For some reason, many people lose sight of the simple limitations of propositional methods when they begin to do more complicated things such as probabilistic reasoning.
Now, we can see one reason quite easily. I said that the rules of chess must be re-stated for each round of the game; ie, they do not generalize over time. However, it is quite standard to generalize over time with propositional methods in machine intelligence. Only a fool would not do so! Indeed, if I point out any one dimension which an algorithm fails to generalize over, it's generally fairly easy to add that dimension to the system's generalization capability. As such, it's not hard to miss the general pattern: a propositional method needs to be fed the dimensions in which it's useful to generalize up front.
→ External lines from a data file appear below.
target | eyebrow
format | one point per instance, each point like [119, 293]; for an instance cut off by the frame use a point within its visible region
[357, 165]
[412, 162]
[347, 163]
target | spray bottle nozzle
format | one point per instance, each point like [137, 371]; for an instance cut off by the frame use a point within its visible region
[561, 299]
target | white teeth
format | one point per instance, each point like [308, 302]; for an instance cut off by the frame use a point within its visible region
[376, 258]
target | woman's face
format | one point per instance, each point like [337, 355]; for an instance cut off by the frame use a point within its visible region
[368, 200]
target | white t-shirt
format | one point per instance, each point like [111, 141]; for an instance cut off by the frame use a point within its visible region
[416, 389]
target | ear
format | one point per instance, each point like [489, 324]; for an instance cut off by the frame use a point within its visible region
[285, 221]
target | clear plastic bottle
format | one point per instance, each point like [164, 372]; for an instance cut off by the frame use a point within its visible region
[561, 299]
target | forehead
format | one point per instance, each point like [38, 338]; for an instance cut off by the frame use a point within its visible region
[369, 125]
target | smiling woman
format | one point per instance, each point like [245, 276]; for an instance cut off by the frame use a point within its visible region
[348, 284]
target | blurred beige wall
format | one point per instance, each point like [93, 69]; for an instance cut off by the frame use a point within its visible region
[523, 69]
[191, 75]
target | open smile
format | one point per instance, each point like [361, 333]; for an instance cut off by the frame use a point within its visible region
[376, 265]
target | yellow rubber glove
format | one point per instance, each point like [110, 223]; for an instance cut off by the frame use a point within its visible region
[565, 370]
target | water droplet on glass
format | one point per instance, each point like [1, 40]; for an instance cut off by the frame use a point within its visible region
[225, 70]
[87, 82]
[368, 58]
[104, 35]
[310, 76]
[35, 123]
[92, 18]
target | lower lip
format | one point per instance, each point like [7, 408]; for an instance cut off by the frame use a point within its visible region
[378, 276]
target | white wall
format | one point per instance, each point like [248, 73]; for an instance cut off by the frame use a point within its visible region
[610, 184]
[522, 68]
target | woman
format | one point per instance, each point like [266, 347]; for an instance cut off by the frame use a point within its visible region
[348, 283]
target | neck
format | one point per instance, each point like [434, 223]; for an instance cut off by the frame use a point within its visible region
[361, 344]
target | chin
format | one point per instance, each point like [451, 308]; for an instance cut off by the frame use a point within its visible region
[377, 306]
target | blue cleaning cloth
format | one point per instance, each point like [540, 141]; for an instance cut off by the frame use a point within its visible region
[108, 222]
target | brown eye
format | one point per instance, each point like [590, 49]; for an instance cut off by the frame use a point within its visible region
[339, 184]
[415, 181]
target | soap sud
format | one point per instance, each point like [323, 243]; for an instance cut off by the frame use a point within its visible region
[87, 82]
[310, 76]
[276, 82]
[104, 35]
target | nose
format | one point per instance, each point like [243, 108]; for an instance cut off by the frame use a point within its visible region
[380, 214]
It can't see the possible analogies by itself.
(One good way to identify the representational power of a system is to ask what kinds of analogies it is capable of making.)
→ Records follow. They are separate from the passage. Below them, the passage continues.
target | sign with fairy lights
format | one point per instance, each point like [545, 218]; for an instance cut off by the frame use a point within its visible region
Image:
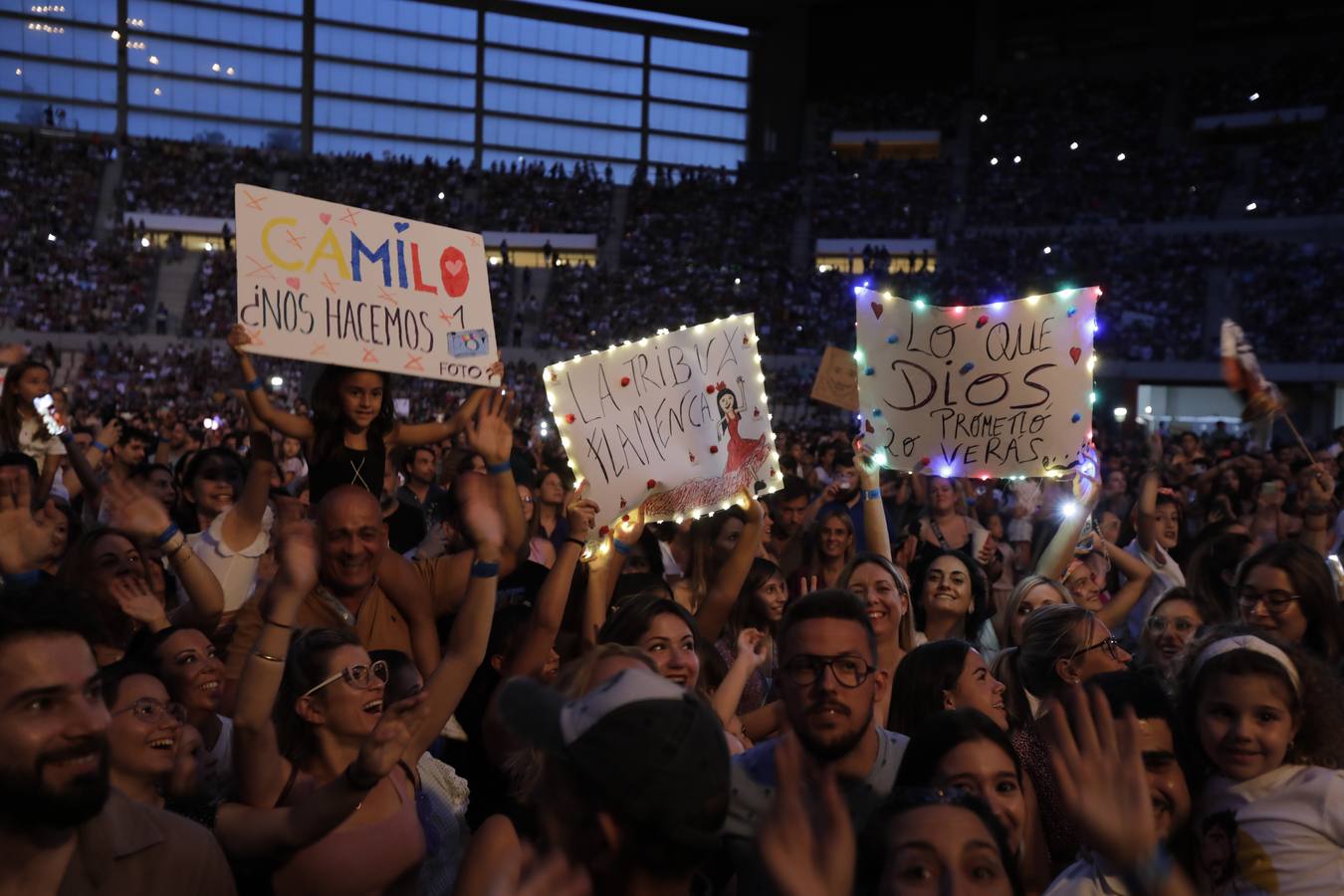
[319, 281]
[1001, 389]
[675, 422]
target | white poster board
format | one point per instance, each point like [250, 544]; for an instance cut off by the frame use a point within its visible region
[320, 281]
[676, 422]
[978, 391]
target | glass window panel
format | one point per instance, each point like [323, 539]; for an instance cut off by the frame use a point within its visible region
[403, 50]
[78, 117]
[56, 80]
[564, 73]
[327, 141]
[560, 104]
[680, 150]
[698, 57]
[227, 26]
[696, 89]
[563, 138]
[537, 34]
[185, 58]
[691, 119]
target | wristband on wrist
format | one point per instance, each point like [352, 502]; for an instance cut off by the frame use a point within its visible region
[355, 781]
[167, 535]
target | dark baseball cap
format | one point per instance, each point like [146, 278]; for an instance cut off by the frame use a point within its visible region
[655, 754]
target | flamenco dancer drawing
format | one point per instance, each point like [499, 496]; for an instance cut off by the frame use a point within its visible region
[744, 457]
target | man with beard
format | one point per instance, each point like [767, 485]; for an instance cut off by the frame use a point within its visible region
[62, 827]
[1090, 875]
[829, 684]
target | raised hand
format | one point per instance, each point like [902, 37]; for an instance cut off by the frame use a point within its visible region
[579, 512]
[24, 537]
[806, 853]
[490, 434]
[387, 742]
[134, 598]
[136, 510]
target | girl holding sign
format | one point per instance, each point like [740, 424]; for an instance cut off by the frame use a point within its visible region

Because the key idea of relational methods is structured regularity, it also seems to be easy for people to confuse various hierarchical methods for relational power. Deep belief networks, hierarchical temporal memory, and other similar methods identify more and more complicated sorts of patterns as we move up the hierarchy. (This is similar to the way that cortical columns have been observed to identify increasingly abstract patterns as we get further from the v1.) However, in the analogy to logic, this is like building up larger and larger propositional sentences. At no point does the system become capable of structured generalizations.
An astute reader may point out that a universal quantifier can be viewed as just a large conjunction, and an existential quantifier as a large disjunction. So long as the number of entities is finite, first-order logic really can be viewed as just propositional logic. This is true. However, learning in this form will take exponentially more data than learning via generalizations. Obviously, this approach forces us to separately re-learn every case of the general rule. We could only see it as creating a "generalization" after the fact; it is unable to use this generalization to speed learning.
Along similar lines, the advocate of propositional methods may argue that humans must be essentially propositional, as we have a finite number of inputs and outputs. (This is related to arguing that the brain is obviously a finite-state machine.) Again, this kind of model does not seem to be a good account of the sorts of patterns people can actually learn to spot (and how quickly they can learn to spot them). Unfortunately, this would be a very long argument to try and spell out in detail. One example is the way people can perform on IQ tests. To my knowledge, the only way this performance can be replicated by computers is via analogical reasoning, which is a deeply relational approach.